Elle a appliqué sa bouche talentueuse sur ma bite palpitante, descendant et remontant encore et encore, s'arrêtant pour un lent tourbillon sur la tête au sommet de chaque cycle. Pendant tout ce temps, sa main droite soulevait lentement la moitié inférieure de mon manche. Sa salive coulait comme une cascade, nouant mes poils pubiens et s'accumulant sur le matelas. Elle a commencé à travailler à un rythme assez soutenu et j'ai commencé à sentir mon jus monter dans mes reins. Elle a dû le ressentir aussi, car elle est entrée dans sa phase finale. Sa main droite a commencé à soulever la moitié inférieure de mon manche plus rapidement, plus fort et avec plus d'urgence. Sa bouche suivait le rythme alors qu'elle continuait à sucer et à serrer la moitié supérieure de la tige et ma tête douloureuse. Sa main gauche était enroulée autour de mes couilles, les roulant, les pétrissant et les serrant au même rythme. C’était une triple menace que mon corps ne pouvait supporter longtemps. Ma tête tournait, mon cœur battait à tout rompre et mes yeux se brisaient alors que j'essayais désespérément de continuer à regarder la scène érotique se dérouler.

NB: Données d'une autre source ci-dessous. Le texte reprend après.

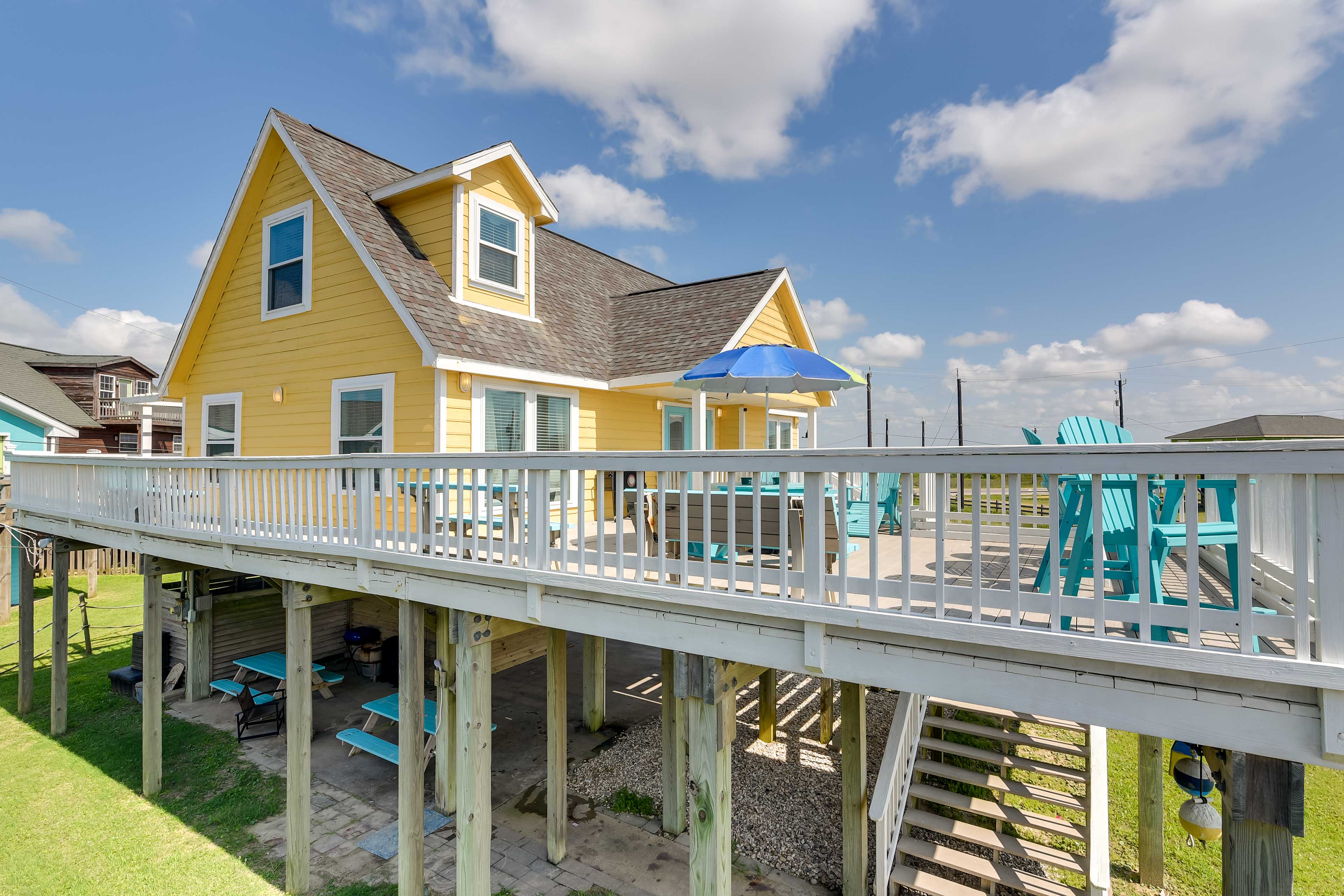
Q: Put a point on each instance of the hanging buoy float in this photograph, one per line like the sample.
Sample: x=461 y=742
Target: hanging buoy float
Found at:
x=1202 y=821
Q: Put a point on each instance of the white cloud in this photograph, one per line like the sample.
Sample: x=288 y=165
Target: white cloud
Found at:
x=883 y=350
x=37 y=232
x=1190 y=92
x=693 y=85
x=644 y=256
x=200 y=256
x=91 y=334
x=362 y=16
x=983 y=338
x=832 y=320
x=1195 y=324
x=796 y=271
x=588 y=199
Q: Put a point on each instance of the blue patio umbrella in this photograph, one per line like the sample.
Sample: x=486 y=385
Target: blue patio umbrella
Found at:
x=769 y=369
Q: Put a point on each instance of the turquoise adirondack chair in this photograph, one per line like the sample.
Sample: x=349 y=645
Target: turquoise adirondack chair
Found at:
x=859 y=511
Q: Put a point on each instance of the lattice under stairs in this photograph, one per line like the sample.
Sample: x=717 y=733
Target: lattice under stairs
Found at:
x=999 y=804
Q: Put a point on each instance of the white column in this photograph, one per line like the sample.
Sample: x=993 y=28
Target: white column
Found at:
x=147 y=430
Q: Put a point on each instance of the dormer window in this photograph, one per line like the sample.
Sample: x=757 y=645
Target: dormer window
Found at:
x=496 y=248
x=287 y=261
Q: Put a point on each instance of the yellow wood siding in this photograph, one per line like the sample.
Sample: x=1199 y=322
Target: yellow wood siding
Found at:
x=351 y=331
x=499 y=183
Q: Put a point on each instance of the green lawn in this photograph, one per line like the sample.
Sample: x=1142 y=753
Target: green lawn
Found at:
x=75 y=821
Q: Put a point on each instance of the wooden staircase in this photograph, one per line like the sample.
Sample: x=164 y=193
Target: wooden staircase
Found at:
x=1002 y=803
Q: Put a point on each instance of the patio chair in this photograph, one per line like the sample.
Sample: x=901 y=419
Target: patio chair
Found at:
x=859 y=511
x=260 y=713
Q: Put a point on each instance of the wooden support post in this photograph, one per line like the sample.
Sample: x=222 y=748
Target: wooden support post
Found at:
x=445 y=739
x=712 y=788
x=1151 y=774
x=1262 y=809
x=152 y=684
x=766 y=705
x=595 y=681
x=828 y=714
x=25 y=630
x=59 y=641
x=854 y=782
x=474 y=769
x=557 y=745
x=299 y=741
x=411 y=747
x=674 y=750
x=200 y=635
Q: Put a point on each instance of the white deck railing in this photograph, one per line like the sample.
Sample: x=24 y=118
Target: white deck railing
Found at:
x=893 y=786
x=478 y=511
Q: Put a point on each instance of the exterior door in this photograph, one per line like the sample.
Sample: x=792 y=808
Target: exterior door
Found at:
x=677 y=428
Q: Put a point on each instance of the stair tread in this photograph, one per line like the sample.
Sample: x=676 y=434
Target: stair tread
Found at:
x=931 y=883
x=996 y=782
x=984 y=868
x=995 y=840
x=1002 y=760
x=1007 y=737
x=990 y=809
x=1007 y=714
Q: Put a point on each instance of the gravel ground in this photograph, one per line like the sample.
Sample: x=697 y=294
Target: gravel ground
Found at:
x=785 y=796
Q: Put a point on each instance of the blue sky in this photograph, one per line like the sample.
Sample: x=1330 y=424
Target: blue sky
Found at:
x=1086 y=187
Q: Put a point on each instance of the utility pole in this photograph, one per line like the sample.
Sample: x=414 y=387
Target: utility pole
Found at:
x=869 y=389
x=961 y=479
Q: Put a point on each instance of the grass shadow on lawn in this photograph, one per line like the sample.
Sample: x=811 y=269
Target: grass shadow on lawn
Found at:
x=206 y=782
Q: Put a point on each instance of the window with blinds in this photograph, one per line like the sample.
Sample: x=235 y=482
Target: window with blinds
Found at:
x=506 y=421
x=221 y=430
x=361 y=422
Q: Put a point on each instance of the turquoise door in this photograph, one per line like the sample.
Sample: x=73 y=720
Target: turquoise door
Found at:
x=677 y=428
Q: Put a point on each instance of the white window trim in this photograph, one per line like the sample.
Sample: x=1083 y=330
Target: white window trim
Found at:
x=387 y=382
x=304 y=209
x=222 y=398
x=530 y=393
x=475 y=279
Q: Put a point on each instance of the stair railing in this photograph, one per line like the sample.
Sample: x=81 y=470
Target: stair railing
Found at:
x=893 y=785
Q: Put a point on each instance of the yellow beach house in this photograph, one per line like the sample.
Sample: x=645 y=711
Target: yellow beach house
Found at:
x=353 y=306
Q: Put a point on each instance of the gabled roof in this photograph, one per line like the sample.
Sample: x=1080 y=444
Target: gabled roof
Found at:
x=1269 y=426
x=595 y=314
x=23 y=385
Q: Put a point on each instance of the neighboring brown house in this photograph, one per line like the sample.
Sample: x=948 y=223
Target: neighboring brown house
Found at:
x=89 y=399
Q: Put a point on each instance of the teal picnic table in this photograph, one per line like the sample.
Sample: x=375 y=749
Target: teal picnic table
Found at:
x=390 y=708
x=272 y=664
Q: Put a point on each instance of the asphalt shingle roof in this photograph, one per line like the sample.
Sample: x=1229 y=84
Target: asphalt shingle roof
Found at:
x=598 y=316
x=1269 y=426
x=27 y=386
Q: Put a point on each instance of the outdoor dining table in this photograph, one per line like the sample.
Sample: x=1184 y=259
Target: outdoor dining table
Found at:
x=272 y=664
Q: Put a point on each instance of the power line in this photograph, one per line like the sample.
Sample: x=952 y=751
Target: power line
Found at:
x=85 y=309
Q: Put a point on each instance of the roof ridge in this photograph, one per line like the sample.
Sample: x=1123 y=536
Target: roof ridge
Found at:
x=342 y=140
x=615 y=258
x=698 y=282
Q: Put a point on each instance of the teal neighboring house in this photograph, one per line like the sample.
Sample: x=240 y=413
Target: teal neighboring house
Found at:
x=34 y=413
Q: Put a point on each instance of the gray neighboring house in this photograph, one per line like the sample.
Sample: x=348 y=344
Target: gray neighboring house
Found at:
x=1267 y=426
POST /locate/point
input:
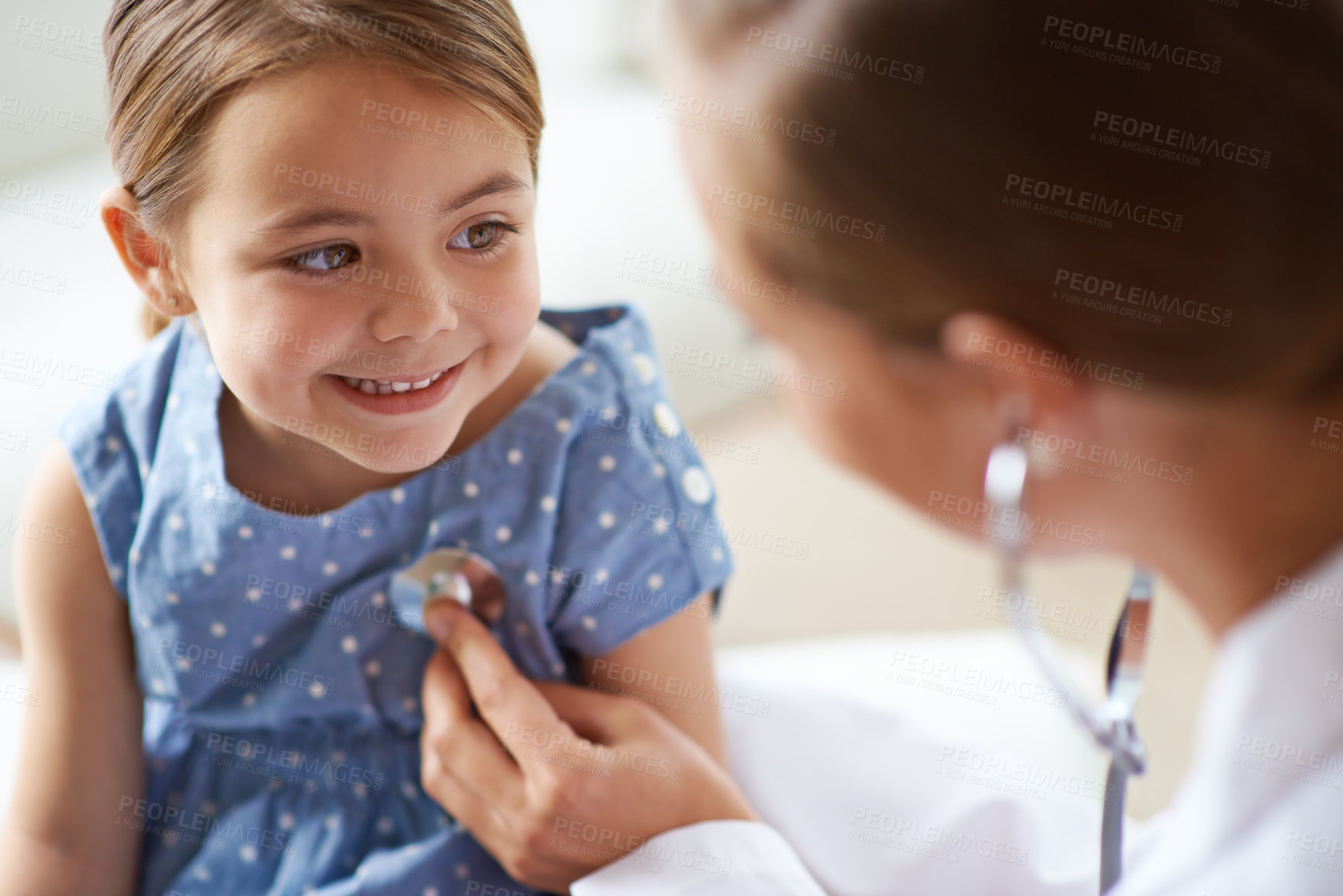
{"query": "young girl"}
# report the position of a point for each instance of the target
(331, 206)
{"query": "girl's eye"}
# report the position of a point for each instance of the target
(325, 258)
(483, 238)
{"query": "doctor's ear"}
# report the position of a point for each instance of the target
(144, 255)
(1021, 370)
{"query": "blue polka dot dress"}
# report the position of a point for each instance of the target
(279, 668)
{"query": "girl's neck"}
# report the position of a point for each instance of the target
(292, 475)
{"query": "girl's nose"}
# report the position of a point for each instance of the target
(414, 303)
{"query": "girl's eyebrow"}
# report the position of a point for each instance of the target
(496, 185)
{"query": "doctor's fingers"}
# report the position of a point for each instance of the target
(507, 701)
(459, 743)
(516, 844)
(607, 719)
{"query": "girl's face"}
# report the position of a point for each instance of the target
(362, 258)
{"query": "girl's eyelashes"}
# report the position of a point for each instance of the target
(484, 238)
(323, 260)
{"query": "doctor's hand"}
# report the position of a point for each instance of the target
(555, 780)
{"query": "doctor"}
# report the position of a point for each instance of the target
(1118, 226)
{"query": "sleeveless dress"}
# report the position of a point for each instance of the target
(282, 673)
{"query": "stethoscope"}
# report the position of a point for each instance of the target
(473, 580)
(1109, 723)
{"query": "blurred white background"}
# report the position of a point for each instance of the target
(611, 187)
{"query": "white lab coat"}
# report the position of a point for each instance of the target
(854, 811)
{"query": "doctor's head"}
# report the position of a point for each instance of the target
(343, 191)
(1108, 234)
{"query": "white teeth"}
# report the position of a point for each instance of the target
(389, 387)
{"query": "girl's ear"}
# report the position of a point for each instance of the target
(144, 255)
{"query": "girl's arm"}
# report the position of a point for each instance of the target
(670, 668)
(70, 828)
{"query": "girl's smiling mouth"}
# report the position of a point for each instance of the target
(398, 396)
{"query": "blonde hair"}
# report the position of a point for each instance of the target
(174, 64)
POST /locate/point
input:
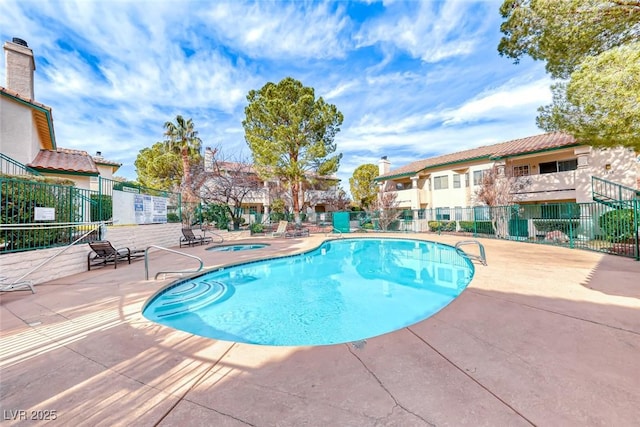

Elle a dû maintenir cette triple action pendant dix minutes exquises, augmentant progressivement le rythme à mesure que mon jus et mon rythme cardiaque montaient en flèche. Mon corps commençait à trembler de la tête aux pieds. Je savais que je ne pouvais pas en supporter beaucoup plus. Mes yeux se sont fermés involontairement et mes mâchoires se sont serrées. Le sang qui martelait mes oreilles couvrait tous les autres sons. J'avais l'impression que ma bite était en feu et que mes couilles explosaient, alors que mon sperme ne pouvait enfin plus être nié. La première poussée géante est sortie de mon manche et est entrée dans sa bouche avec la force d'un canon, et je l'ai entendue bâillonner. Elle a retiré sa bouche de ma bite avec surprise, mais ses mains n'ont jamais quitté la hampe ni les couilles, et elle a continué son assaut manuel. La deuxième poussée envoya une épaisse corde blanche de crème au-dessus de sa tête. Je pense qu'il a atterri sur mon ordinateur portable sur le bureau. Les troisième et quatrième coups tombèrent sur son visage, et à ce moment-là, elle décida qu'elle pouvait prendre le risque d'essayer d'avaler à nouveau. Sa bouche engloutit une fois de plus ma tête de bite violette et brillante, alors qu'elle engloutissait goulûment le reste de mon sperme crachant et suintant.

Elle a continué à pomper, à pétrir et à avaler, aussi longtemps que ma bite torturée continuait à verser le liquide crémeux dans sa bouche talentueuse. J'ai repéré quelques gouttes révélatrices s'écoulant des coins de sa bouche, mais la plupart se sont retrouvées dans son gosier. Finalement, j'ai été épuisé. Elle a gardé ma bite ramollie dans sa bouche pendant plusieurs minutes, semblant apprécier la sensation de son dégonflement progressif. Puis elle l'a relâché, avec un léger pop, et m'a regardé d'un air rêveur.

« Mmmmm, c'était délicieux. Merci. »

« Merci ? Merci. C'était une pipe incroyable. »

Elle s'est blottie contre moi, a blotti sa tête contre ma poitrine et a caressé un peu mes tétons. J'ai mis un bras autour de ses épaules et j'ai savouré le moment ; la bite est molle, le corps est content. Après quelques minutes, elle rebondit et commença à rassembler ses vêtements.

« Merci pour le verre et le… bon moment », dit-elle. « J'ai vraiment besoin de revenir et de préparer les cours de demain. »

Je l'ai regardée enfiler sa jupe et sa chemise, et j'ai vu son joli cul bouger alors qu'elle rebondissait vers la porte. Avant de partir, elle s'est retournée et m'a regardé par-dessus son épaule. « Mon cours dure toute la semaine, tu sais ! »

Ce n’est peut-être pas un si mauvais voyage d’affaires après tout.